New York, Feb 2 (IEBusiness) Shares of U.S. e-commerce giant Amazon fell into bear market territory on Friday after the company posted weaker-than-expected guidance for the first quarter of the year.
The stock sank 5.38 percent to close at 1,626.23 U.S. dollars per share, falling 20.7 percent from its previous intraday high of 2,050.50 dollars apiece scored last September.
Amazon hit 1 trillion U.S. dollars in market valuation in early September last year, when the stock price soared above 2,050.27 dollars per piece, becoming the second publicly traded U.S. company in history to reach the remarkable threshold after Apple.
After Friday’s decline, the company’s market cap was below 800 billion dollars.
The move came after the online retailer reported its latest quarterly earnings and 2019 first-quarter guidance.
After Thursday’s close, Amazon posted fourth-quarter earnings of 6.04 U.S. dollars per share on revenue of 72.4 billion dollars. Analysts expected earnings of 5.68 dollars a share on revenue of 71.9 billion dollars, according to Refinitiv data.
However, the impressive earnings boosted by strong holiday sales failed to woo investors as Wall Street worried about slowing growth. Amazon sales climbed 19.7 percent in the latest quarter, which was faster than the 18.8 percent expected, but still the slowest since the first quarter of 2015.
Meanwhile, the company’s 2019 first-quarter outlook was interpreted by many as downbeat.
Net sales are expected to be between 56 billion and 60 billion dollars for the first quarter of the year, said the company.
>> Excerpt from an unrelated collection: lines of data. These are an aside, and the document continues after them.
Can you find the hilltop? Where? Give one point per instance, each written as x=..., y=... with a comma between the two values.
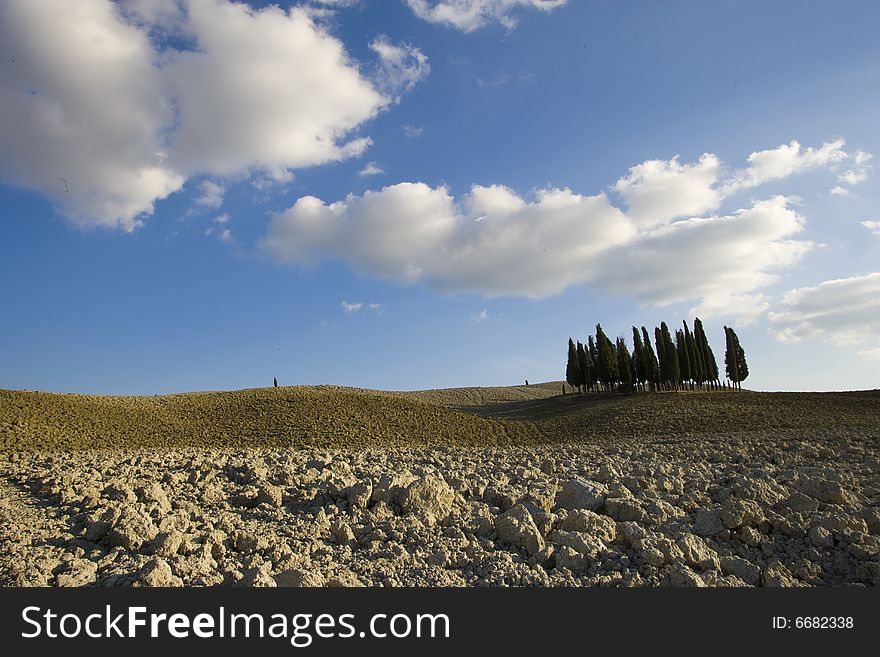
x=353, y=418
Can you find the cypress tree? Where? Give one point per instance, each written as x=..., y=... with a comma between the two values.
x=624, y=373
x=590, y=371
x=594, y=357
x=709, y=363
x=652, y=367
x=606, y=366
x=741, y=363
x=735, y=359
x=730, y=357
x=694, y=356
x=661, y=355
x=639, y=359
x=684, y=360
x=571, y=369
x=674, y=369
x=582, y=367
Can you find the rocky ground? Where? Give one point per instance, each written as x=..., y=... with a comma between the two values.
x=757, y=508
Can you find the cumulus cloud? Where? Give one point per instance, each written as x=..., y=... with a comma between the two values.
x=357, y=306
x=495, y=243
x=659, y=190
x=83, y=125
x=783, y=161
x=844, y=310
x=470, y=15
x=665, y=248
x=210, y=194
x=266, y=89
x=873, y=354
x=106, y=132
x=873, y=226
x=860, y=170
x=371, y=169
x=219, y=228
x=716, y=259
x=401, y=66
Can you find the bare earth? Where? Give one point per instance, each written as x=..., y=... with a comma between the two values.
x=510, y=486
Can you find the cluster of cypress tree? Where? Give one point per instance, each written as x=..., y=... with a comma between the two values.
x=687, y=361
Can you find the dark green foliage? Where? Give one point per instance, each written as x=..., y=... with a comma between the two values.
x=639, y=375
x=624, y=373
x=710, y=370
x=730, y=358
x=684, y=361
x=741, y=360
x=606, y=365
x=594, y=359
x=582, y=366
x=661, y=355
x=590, y=371
x=694, y=356
x=652, y=366
x=672, y=374
x=687, y=358
x=572, y=374
x=734, y=358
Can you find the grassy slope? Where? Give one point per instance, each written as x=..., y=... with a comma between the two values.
x=327, y=416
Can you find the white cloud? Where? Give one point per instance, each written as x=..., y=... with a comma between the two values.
x=783, y=161
x=210, y=194
x=92, y=116
x=400, y=66
x=492, y=242
x=873, y=354
x=853, y=176
x=718, y=259
x=481, y=316
x=469, y=15
x=105, y=132
x=219, y=228
x=356, y=307
x=495, y=243
x=266, y=89
x=371, y=169
x=745, y=308
x=860, y=172
x=873, y=226
x=656, y=191
x=845, y=311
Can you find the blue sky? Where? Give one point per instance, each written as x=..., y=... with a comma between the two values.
x=203, y=195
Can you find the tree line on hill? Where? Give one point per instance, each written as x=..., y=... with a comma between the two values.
x=685, y=362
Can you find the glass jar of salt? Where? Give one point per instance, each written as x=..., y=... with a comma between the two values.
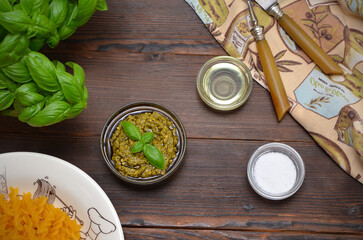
x=275, y=171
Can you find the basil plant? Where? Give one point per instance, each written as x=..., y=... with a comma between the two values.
x=34, y=89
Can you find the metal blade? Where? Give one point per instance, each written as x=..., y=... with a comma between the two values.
x=265, y=4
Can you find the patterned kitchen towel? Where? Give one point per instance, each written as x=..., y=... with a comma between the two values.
x=330, y=108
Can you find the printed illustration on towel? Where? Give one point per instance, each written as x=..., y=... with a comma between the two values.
x=334, y=151
x=328, y=95
x=349, y=127
x=324, y=28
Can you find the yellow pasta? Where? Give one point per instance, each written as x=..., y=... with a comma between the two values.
x=24, y=218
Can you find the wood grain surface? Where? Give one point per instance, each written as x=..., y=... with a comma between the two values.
x=152, y=50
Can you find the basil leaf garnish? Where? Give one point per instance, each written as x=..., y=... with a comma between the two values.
x=131, y=130
x=137, y=147
x=147, y=137
x=154, y=156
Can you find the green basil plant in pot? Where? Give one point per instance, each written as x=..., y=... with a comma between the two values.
x=33, y=88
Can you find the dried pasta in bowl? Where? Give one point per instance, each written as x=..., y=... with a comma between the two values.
x=25, y=218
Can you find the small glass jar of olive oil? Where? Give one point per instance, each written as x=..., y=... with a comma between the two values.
x=224, y=83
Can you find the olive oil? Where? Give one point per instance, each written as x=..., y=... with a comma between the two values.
x=225, y=83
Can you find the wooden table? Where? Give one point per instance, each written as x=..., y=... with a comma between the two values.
x=152, y=50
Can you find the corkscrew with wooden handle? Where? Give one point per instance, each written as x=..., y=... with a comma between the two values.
x=272, y=75
x=300, y=37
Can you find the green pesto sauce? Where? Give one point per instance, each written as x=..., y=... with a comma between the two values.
x=136, y=165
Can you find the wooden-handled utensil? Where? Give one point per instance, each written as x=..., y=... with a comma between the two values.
x=300, y=37
x=272, y=75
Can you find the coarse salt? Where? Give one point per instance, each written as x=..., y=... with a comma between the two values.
x=275, y=172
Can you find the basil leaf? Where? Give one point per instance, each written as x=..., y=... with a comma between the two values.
x=71, y=89
x=58, y=12
x=28, y=112
x=59, y=66
x=16, y=21
x=53, y=40
x=52, y=113
x=101, y=5
x=58, y=96
x=85, y=96
x=138, y=146
x=5, y=82
x=36, y=43
x=131, y=130
x=74, y=110
x=18, y=72
x=147, y=137
x=154, y=156
x=31, y=6
x=12, y=48
x=5, y=6
x=42, y=71
x=6, y=99
x=27, y=94
x=85, y=10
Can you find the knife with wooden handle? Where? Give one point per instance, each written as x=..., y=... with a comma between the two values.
x=300, y=37
x=272, y=75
The reading fell short of consensus estimates of 60.83 billion dollars.
Amazon executives noted Thursday that the e-commerce giant is likely to increase expenditure in 2019 than it did in 2018.
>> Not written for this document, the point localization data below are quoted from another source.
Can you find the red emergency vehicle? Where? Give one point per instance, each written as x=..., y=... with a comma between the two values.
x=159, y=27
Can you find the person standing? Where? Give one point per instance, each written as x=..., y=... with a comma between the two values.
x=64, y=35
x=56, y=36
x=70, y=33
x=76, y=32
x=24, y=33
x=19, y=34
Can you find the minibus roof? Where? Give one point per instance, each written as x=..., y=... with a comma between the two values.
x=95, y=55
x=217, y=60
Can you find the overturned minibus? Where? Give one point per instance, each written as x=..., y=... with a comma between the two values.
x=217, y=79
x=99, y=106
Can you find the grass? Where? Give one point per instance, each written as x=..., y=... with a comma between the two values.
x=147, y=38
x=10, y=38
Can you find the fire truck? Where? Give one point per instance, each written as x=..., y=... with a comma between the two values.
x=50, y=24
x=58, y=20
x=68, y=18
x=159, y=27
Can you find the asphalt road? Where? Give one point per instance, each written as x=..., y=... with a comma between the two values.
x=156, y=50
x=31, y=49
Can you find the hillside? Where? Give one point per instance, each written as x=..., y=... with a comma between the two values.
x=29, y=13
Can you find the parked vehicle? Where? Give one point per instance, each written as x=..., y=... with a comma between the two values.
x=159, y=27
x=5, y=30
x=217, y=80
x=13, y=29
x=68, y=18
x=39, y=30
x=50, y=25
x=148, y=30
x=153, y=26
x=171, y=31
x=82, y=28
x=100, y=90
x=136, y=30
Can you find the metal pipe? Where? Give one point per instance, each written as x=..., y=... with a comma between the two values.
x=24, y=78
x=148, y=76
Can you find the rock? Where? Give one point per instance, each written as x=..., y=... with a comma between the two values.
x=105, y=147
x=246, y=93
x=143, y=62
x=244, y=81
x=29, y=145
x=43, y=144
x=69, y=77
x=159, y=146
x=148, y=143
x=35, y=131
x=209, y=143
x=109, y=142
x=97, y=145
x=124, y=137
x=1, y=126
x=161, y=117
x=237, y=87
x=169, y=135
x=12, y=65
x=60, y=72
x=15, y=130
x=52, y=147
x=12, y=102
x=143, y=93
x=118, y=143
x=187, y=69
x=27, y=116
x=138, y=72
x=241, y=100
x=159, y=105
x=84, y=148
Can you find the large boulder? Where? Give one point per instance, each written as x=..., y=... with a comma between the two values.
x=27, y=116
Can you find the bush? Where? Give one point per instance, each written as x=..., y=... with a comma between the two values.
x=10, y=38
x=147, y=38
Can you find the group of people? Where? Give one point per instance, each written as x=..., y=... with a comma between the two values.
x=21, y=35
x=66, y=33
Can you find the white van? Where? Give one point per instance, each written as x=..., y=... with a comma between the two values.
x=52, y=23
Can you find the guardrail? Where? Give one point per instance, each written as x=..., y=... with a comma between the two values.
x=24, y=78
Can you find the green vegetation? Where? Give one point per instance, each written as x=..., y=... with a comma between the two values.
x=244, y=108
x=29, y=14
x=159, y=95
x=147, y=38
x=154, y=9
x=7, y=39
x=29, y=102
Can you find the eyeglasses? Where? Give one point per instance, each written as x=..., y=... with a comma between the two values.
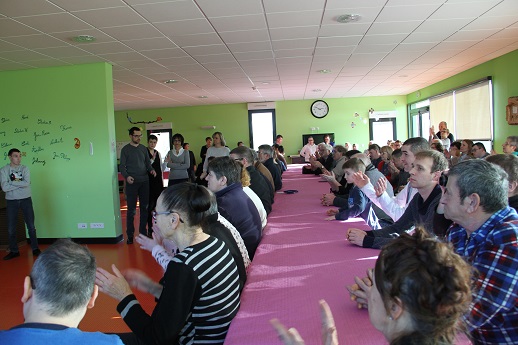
x=154, y=214
x=443, y=180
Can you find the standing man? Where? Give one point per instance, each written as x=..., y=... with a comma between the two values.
x=266, y=157
x=424, y=176
x=309, y=149
x=485, y=233
x=135, y=165
x=16, y=183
“In a lot of ways, 2018 was about banking the efficiencies of investments in people, warehouses and infrastructure that we had put in place in 2016 and 2017,” said Amazon CFO Brian Olsavsky.
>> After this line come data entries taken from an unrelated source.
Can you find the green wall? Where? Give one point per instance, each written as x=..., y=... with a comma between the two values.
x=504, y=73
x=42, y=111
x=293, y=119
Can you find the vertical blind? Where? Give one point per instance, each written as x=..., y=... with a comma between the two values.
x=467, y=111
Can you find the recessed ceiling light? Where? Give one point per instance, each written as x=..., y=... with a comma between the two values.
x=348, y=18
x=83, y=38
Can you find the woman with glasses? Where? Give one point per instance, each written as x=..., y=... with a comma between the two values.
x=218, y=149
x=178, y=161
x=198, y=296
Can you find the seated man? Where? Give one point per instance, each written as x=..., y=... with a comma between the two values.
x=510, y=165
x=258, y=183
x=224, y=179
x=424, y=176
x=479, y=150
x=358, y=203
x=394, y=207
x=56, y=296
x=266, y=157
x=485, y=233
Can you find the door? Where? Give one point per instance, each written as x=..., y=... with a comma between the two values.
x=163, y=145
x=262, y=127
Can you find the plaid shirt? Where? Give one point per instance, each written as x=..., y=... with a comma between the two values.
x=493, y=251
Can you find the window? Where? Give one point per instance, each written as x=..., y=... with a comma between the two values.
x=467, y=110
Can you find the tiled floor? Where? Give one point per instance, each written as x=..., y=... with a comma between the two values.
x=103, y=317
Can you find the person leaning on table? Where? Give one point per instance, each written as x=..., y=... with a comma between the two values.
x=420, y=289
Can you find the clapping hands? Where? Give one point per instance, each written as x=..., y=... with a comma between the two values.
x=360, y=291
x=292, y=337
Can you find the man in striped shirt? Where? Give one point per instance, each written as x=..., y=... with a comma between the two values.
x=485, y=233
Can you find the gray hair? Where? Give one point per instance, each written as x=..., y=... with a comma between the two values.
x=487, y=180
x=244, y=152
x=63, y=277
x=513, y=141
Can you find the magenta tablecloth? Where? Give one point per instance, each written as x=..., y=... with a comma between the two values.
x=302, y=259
“So while we will continue to concurrently drive growth and customer offering and Prime benefits, we certainly do take costs seriously and we will continue to work on operational efficiencies, I would expect investments to increase relative to 2018,” Olsavsky added.
Last November, Amazon announced plans to pick New York City and Northern Virginia for its two new headquarters.